Los bosques y plantaciones forestales todavía se subestiman como aliados para frenar la pobreza rural 

Una evaluación científica mundial analiza cómo los bosques pueden desarrollar su potencial para reducir la pobreza de manera justa y duradera. Ante la pandemia de Covid-19 y la creciente amenaza del cambio climático, los bosques y las plantaciones de árboles para destino comercial son vitales para la población rural pobre en países de todo el mundo. Sin embargo, los pobres rara vez pueden obtener la mayor parte de los beneficios de los bosques.

 

Fuente: IUFRO

ROMA (13/11/2020).- La pobreza es uno de los mayores desafíos que enfrenta la humanidad. A nivel mundial, una de cada 10 personas vive en la pobreza extrema, definida por el Banco Mundial como vivir con menos de $ 1,90 por día. Muchos de ellos viven en zonas rurales donde la tasa de pobreza es del 17,2%, más de tres veces más que en las zonas urbanas. Si continúan las tendencias actuales, el número de personas que padecen hambre alcanzará los 840 millones o una novena parte de la población mundial para 2030, según el Programa Mundial de Alimentos .

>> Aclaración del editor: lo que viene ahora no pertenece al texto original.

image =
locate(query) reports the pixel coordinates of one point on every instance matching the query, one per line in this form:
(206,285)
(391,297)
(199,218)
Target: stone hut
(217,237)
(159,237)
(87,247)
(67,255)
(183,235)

Por lo tanto, la erradicación de la pobreza ha encontrado un lugar en la cima de la Agenda 2030 para el Desarrollo Sostenible de las Naciones Unidas. “Poner fin a la pobreza en todas sus formas en todo el mundo” es el primer objetivo de esta Agenda, que cuenta con el apoyo de los 193 Estados miembros de la ONU. La comunidad internacional ahora está intensificando sus esfuerzos para lograr este objetivo, especialmente en respuesta al severo revés causado por la pandemia Covid-19.

La naturaleza zoonótica del virus Covid-19 también ha ilustrado la urgencia de reducir la presión humana sobre la naturaleza.

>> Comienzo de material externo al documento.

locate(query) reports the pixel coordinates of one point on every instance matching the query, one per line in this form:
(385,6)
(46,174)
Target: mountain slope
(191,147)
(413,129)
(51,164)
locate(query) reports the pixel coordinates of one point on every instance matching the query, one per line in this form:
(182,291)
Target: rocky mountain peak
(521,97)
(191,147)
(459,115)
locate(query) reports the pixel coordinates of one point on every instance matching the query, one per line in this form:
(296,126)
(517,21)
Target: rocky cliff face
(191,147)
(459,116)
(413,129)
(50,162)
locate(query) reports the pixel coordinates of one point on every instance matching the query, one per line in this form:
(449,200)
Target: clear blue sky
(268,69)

Una forma de aliviar esta presión y aliviar la pobreza es reconocer y optimizar aún más el papel fundamental de los bosques y los árboles como aliados en la lucha contra la pobreza. A la larga, perder bosques significa perder esta lucha. Este es el hallazgo central de un nuevo informe de evaluación global titulado “ Bosques, árboles y la erradicación de la pobreza: potencial y limitaciones”.

El informe se publicó en línea el 15 de octubre de 2020, dos días antes del Día Internacional para la Erradicación de la Pobreza, un día antes del Día Mundial de la Alimentación y el Día Internacional de la Mujer Rural. Todos estos días oficiales subrayan la urgente necesidad de actuar.

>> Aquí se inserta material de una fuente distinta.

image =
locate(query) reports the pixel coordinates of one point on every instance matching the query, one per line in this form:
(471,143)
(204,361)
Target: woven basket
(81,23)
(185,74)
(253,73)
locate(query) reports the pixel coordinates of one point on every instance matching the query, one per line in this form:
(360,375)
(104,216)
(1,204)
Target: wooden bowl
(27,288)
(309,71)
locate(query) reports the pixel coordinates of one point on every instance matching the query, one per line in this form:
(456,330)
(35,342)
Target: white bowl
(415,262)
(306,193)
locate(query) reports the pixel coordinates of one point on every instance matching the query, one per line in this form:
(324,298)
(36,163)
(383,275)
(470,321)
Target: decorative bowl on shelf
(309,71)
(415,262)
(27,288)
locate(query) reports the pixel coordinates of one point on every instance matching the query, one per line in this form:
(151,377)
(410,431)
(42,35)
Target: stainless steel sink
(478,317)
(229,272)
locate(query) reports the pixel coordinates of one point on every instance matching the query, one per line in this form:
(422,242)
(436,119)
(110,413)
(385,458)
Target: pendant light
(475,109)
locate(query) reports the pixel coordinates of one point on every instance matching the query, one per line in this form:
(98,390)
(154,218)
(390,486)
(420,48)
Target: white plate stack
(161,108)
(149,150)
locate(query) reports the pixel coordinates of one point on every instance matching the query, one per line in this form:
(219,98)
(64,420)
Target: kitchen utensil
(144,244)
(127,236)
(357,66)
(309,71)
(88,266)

El estudio consolida la evidencia científica disponible sobre la amplia gama de contribuciones que los bosques y los árboles fuera de los bosques hacen para reducir la pobreza y sobre la efectividad de diversas políticas, programas, tecnologías y estrategias de manejo forestal. Lo hace sobre la base de una comprensión de la pobreza no solo en términos de dinero sino también como un obstáculo que impide que las personas alcancen un cierto nivel de bienestar y participen plenamente en la sociedad.

“Esta evaluación global llega en un momento crítico. Los fenómenos meteorológicos más extremos asociados con el cambio climático, la creciente desigualdad y la propagación de enfermedades infecciosas, entre otras, están empeorando una situación ya de por sí insegura para los pobres. Por tanto, es fundamental revisar el papel de los bosques en el desarrollo en general, y en el logro de la erradicación de la pobreza, en particular ”, dice Hiroto Mitsugi , Subdirector General de la FAO y Presidente de la Asociación de Colaboración sobre Bosques.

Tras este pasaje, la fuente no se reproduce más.